DAMIANO DAMIANI, 1922-2013

A lot of artists are sometimes trapped by their race and/or their heritage; auteurs outside of America that make superlative and innovative films are often quoted as “French director” or “German expressionist” and sometimes these people would just for once like to hear “director” or “expressionist” as a sole description, leaving the nation of origin out. Race, for many of these artists, shouldn’t matter. And this was the case for Damiano Damiani, a versatile and groundbreaking filmmaker, who passed away March 7th at his home in Rome age 90.

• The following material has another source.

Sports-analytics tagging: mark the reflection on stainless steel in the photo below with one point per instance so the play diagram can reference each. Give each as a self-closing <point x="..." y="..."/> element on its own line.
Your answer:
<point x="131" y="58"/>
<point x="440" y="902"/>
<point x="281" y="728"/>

Polish poster for THE WITCH (1966)
Damiani was a fan of American cinema and the mystique of Hollywood was a source of inspiration for his mostly Italian films. Film critic Paolo Mereghetti described him as “a Hollywood impressionist and the most American of Italian directors!” His films were distinctly unique, driven by ferocity and ambition and visually sumptuous and almost always perverse in style and content.
Damiani transformed quietly sophisticated Glenda Jackson into a repressed nun in THE DEVIL IS A WOMAN, he led bandit Klaus Kinski towards meaningful revolution in the much celebrated Spaghetti Western A BULLET FOR THE GENERAL and he directed DJANGO superstar Franco Nero in gritty urban crime thrillers HOW TO KILL A JUDGE and THE DAY OF THE OWL.

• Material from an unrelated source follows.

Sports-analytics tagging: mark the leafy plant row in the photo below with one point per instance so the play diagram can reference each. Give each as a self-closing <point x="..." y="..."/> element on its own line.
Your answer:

Celebrated for his visceral and extremely socially aware films, Damiani injected these fast and furious gems with political insight with acute inter-personal psychological edge. As director Pasolini once stated, “These films stick with you, they really leave an impression. These message movies are made by someone who is a bitter moralist hungry for old purity.”
But for me personally, and for many horror fans alike, the one film that really had struck a nerve is Damiani’s one horror film – the superlative and criminally underrated AMITYVILLE II: THE POSSESSION. With it’s genuinely creepy menace, it’s perpetual relentless no holds back, it’s sickly sleazy front held together beautifully by great style and breathtakingly brutal and honest performances by the likes of Rutanya Alda, Burt Young, Diane Franklin and the reclusive Jack (whatever happened to?) Magner this is a fan favorite and a perfectly realized motion picture.
Thank you Mr. Damiani for delivering one of my most treasured childhood memories, where this seven year old suburban monster-kid stayed up late to watch your movie about a troubled Italian American family being tormented by that infamous unholy Long Island abode. RIP.